Meg McGowan and Graham King
We are qualified permaculture teachers, coaches, and designers who practice what we teach. We live on three and a half acres of unceded Aboriginal land on the NSW Central Coast that has been designed and evolved using permaculture for over 26 years.
We limit our work to our local region, believing that this is an active demonstration of both Earth Care and People Care.
We originated our unique training model, where students learn for the first half of the day and then ‘pay’ for learning by helping in our garden, because we wanted to make permaculture more widely available.
We also developed our trademarked Permacoach model, where people learn at their own pace from their own home.
We embrace diversity in all its forms and have taught people from every age group, many different nationalities and cultures, and from all the colours of the LBGTQI+ rainbow. Our Permacoach coaching model has been of particular benefit to people with a disability that makes it difficult for them to attend courses.
Please contact us with your permaculture questions. We love to chat, especially about permaculture!
Graham King (he/him)
Graham is a systems thinker with a background in IT. He understands patterns and processes and the way they work in nature. He also likes to build stuff, especially when he can keep something from land fill by doing so. He has designed and constructed drainage systems and a composting toilet that captures its own rainwater for hand washing, and invented a wood cradle to minimise the energy needed to turn branches into useable firewood. His design skills are continually applied to improving systems for catching, storing and sinking water, improving drainage and designing swales.

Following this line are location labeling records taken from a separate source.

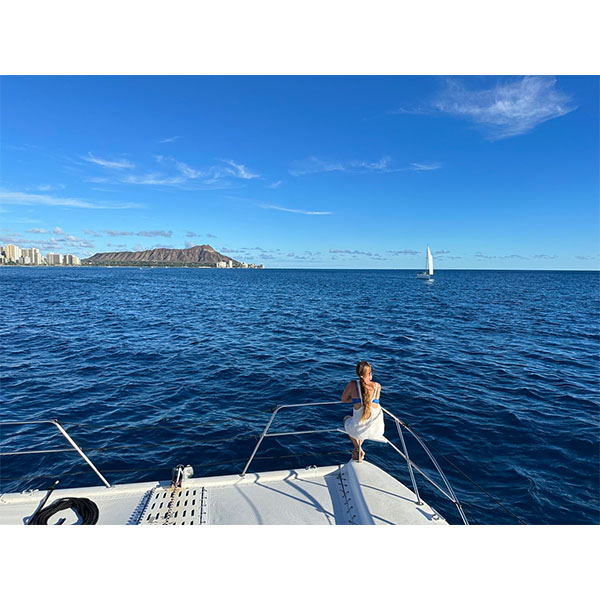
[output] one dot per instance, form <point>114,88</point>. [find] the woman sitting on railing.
<point>366,421</point>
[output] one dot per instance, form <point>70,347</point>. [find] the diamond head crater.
<point>204,256</point>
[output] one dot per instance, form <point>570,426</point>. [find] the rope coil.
<point>85,508</point>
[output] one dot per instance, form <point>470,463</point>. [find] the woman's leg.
<point>361,452</point>
<point>355,452</point>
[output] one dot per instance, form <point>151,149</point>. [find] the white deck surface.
<point>354,493</point>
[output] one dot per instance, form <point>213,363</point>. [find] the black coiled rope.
<point>85,508</point>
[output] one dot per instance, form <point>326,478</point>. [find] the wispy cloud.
<point>169,140</point>
<point>418,110</point>
<point>239,170</point>
<point>186,176</point>
<point>312,164</point>
<point>49,187</point>
<point>155,233</point>
<point>22,198</point>
<point>385,164</point>
<point>481,256</point>
<point>295,210</point>
<point>398,252</point>
<point>192,234</point>
<point>91,232</point>
<point>111,164</point>
<point>508,109</point>
<point>355,253</point>
<point>424,166</point>
<point>114,233</point>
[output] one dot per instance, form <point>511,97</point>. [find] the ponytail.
<point>363,368</point>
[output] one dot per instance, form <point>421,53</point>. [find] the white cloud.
<point>155,233</point>
<point>169,140</point>
<point>424,166</point>
<point>295,210</point>
<point>384,165</point>
<point>238,170</point>
<point>312,164</point>
<point>111,164</point>
<point>508,109</point>
<point>22,198</point>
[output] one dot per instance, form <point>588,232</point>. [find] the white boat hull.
<point>354,493</point>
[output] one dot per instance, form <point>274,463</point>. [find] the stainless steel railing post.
<point>412,475</point>
<point>262,437</point>
<point>80,451</point>
<point>68,438</point>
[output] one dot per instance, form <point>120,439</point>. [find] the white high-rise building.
<point>12,253</point>
<point>71,259</point>
<point>33,254</point>
<point>53,259</point>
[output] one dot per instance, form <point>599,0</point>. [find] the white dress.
<point>372,428</point>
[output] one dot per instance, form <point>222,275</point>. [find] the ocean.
<point>498,371</point>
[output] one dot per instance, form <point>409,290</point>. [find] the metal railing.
<point>65,435</point>
<point>400,425</point>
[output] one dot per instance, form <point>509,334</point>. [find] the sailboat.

Graham has also designed and constructed learning aids to help students understand permaculture, including three dimensional topographic representations of his property and his region, and tools to help students measure slope and find contour.
Graham completed his PDC with the co-creator of permaculture, David Holmgren, and is a graduate of Rosemary Morrow’s teacher training course. He is the voluntary Treasurer of Permaculture Central Coast and an active member of their executive team.
With eleven years as a volunteer with the local Rural Fire Service, he knows how to assess risk and how to reduce risk using good design. Graham was on the front line during savage bushfires along the east coast of Australia in 2019-2020 and received a Premier’s citation and an Emergency Services Medal for his work as Deputy Captain and crew leader, and for coordinating the involvement of others as the brigade call out officer.
Graham has a degree in philosophy and volunteers at the local primary school teaching ethics. He is acutely aware of the threats posed by human damage to our planet and believes that helping people to recognise the broader consequences of their choices, through permaculture, is part of the solution. He also recognises the need for social change and the evolution of our society beyond a growth-based economy if the human family is to thrive while the diversity of our planet is protected.
Meg McGowan (she/her they/them)
As a recognised permaculture innovator and systems thinker, Meg loves applying the permaculture design model beyond the garden and took on the challenge of redesigning Permaculture Central Coast during their term as president from 2020 to 2022. They remain an active member of the PCC executive team.
Meg has also redesigned the Permaculture Design Course curriculum, introducing a design model and implementing best practice in adult education, including group-based and game-based learning. They are a co-founder of the Matcham Holgate Produce Share and administers the local community Facebook page as part of their commitment to getting more permaculture happening locally.
Meg’s driving force is a deep connection with the earth and a passion to protect and restore it. At a time when human damage is wreaking havoc, she sees permaculture as part of the solution. Teaching others to live well with less, and to leaving even a small bit of land in better condition than they found it can, in her opinion, have a cumulative impact. She is also an advocate for rebuilding community and connection as part of the necessary shift towards a resilient and thriving human future. She also recognises the need to address the big systems issues that impact both planetary and human health, including political and economic models.
Meg’s blog ‘Smarter that Crows’ is a collection of musings on a range of topics, including systems redesign and best practice in teaching permaculture. She is also responsible for generating content on the Permacoach social network, including the Permacoach Facebook page, and her popular instagram account at Permacoach_me.
In 2021, Meg was presented with a Merit based Diploma in Permaculture by their teacher and mentor, Rowe Morrow on behalf of the Blue Mountains Permaculture Institute. Meg’s Diploma submission outlines the innovative work she has undertaken. The Blue Mountains Permaculture Institute list of graduates includes this description of Meg’s work:
The Merit Diploma in Permaculture Design was awarded to Meg McGowan for her extensive and original integration of permaculture into her teaching, her methodology and her local community. She is one of first teachers to encourage her students to move from ‘me’ to ‘we’.
Our Fair Share commitment
We recognise the immense privilege of our circumstances and the obligation that comes with it. We allocate a minimum of 10% of our income to supporting people in the majority world, either through direct donation or through donations to charities that support them. We do not fly overseas to teach, and prefer to support local teachers in their own communities.
We also donate to Australian charities that support Aboriginal people, the protection and regeneration of wild places, the rescue of native flora and fauna and the reform of social systems. We encourage everyone to embrace the ethic of Fair Share so that we can share in creating a more equitable world.